Growers conserve beneficial insects natural enemies to pests , and manage their natural resources to help suppress pests, which is at the heart of IPM. The use of biotechnology in cotton has made a significant contribution to the dramatic reduction in insecticides applied to Australian cotton crops. Growers usually choose to harvest the cotton crop once most bolls have opened and fully matured. It is extremely important that cotton is dry when it is picked, or discolouration may occur and reduce quality.

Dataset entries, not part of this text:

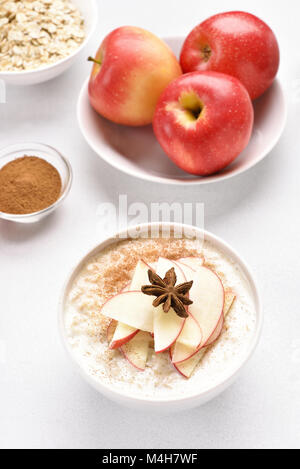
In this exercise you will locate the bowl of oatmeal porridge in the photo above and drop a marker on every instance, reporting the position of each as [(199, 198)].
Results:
[(139, 370), (40, 39)]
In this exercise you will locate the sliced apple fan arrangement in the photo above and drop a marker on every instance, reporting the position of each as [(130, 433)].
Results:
[(177, 307)]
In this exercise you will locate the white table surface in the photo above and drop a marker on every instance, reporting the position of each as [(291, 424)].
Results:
[(44, 403)]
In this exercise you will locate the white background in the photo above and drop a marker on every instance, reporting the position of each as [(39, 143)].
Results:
[(44, 403)]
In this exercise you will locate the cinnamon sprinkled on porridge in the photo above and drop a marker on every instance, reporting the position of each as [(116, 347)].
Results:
[(108, 273)]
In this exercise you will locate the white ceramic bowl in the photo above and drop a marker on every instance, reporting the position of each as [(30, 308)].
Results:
[(89, 10), (135, 151), (190, 400)]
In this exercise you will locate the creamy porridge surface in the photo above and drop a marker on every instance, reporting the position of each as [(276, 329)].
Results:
[(108, 273)]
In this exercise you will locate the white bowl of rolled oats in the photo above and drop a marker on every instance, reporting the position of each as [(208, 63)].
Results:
[(40, 39)]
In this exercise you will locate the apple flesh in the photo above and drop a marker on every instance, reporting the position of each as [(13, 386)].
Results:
[(167, 326), (136, 351), (235, 43), (122, 335), (187, 367), (203, 121), (132, 308), (124, 331), (132, 67), (207, 294), (190, 337)]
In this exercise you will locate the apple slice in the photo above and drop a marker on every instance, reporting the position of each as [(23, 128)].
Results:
[(192, 262), (207, 294), (123, 332), (190, 337), (136, 351), (214, 323), (187, 367), (167, 326), (122, 335), (133, 308)]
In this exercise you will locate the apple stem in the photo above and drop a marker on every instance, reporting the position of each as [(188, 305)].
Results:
[(91, 59)]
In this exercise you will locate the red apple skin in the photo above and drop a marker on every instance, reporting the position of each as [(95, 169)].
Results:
[(235, 43), (208, 144), (136, 66)]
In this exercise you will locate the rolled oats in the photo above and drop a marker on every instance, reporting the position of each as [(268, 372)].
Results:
[(35, 33)]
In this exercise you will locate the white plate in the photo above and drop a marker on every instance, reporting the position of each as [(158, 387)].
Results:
[(196, 398), (135, 151), (89, 11)]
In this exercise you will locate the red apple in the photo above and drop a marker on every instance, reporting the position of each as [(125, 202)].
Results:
[(203, 121), (132, 68), (236, 43)]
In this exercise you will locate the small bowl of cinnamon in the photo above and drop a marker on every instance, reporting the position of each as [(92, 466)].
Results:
[(34, 180)]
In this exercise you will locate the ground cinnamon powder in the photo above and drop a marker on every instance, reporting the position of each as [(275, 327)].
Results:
[(28, 185)]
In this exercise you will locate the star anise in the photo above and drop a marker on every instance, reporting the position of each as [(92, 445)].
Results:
[(167, 293)]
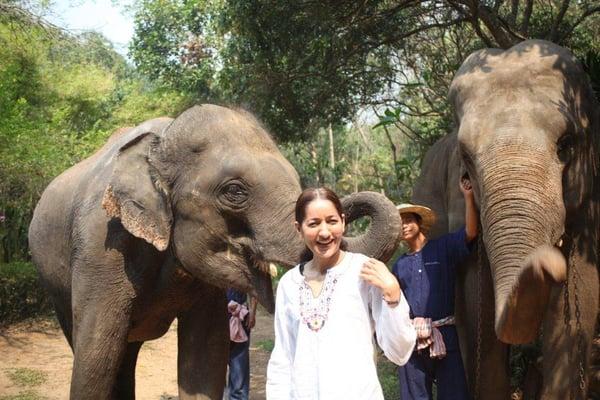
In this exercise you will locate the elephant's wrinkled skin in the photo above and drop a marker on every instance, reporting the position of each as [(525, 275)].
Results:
[(155, 226), (437, 188), (528, 135)]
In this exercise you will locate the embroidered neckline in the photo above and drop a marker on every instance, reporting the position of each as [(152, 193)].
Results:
[(315, 310)]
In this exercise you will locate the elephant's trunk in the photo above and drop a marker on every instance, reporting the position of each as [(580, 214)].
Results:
[(522, 218), (381, 239)]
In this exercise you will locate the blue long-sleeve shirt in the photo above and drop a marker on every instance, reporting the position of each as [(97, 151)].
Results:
[(427, 278)]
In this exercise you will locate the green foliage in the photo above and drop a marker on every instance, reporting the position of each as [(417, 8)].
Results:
[(60, 99), (21, 295), (387, 372), (266, 345)]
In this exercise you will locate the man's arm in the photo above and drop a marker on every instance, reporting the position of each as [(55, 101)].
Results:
[(471, 214)]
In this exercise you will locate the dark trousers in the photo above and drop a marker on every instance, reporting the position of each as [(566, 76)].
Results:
[(239, 370), (417, 376)]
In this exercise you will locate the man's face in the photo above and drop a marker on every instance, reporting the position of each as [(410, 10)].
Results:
[(410, 226)]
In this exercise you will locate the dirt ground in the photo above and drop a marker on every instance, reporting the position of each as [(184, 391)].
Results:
[(38, 349)]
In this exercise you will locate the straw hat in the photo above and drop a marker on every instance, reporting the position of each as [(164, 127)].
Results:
[(427, 215)]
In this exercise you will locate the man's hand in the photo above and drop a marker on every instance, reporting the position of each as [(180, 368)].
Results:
[(471, 214), (250, 320), (465, 186), (377, 274)]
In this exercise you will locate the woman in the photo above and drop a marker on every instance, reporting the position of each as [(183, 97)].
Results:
[(327, 310)]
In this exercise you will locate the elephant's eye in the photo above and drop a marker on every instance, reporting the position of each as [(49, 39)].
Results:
[(565, 146), (234, 193)]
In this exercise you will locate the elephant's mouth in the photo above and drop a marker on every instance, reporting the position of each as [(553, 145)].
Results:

When mature, the crop is harvested mechanically and placed into large modules. The modules are loaded onto trucks and transported from the farm to a cotton gin. Cotton gins are factories that separate cottonseed and trash from the lint raw cotton fibre.


After ginning, the cotton lint is tightly pressed into bales. An Australian cotton bale weighs kilograms.


Once the cotton bales are ginned, pressed and containerised, they are loaded onto trucks and trains and sent to ports for shipping, mostly to overseas markets. Cotton classing sorts the fibre into different quality-based grades.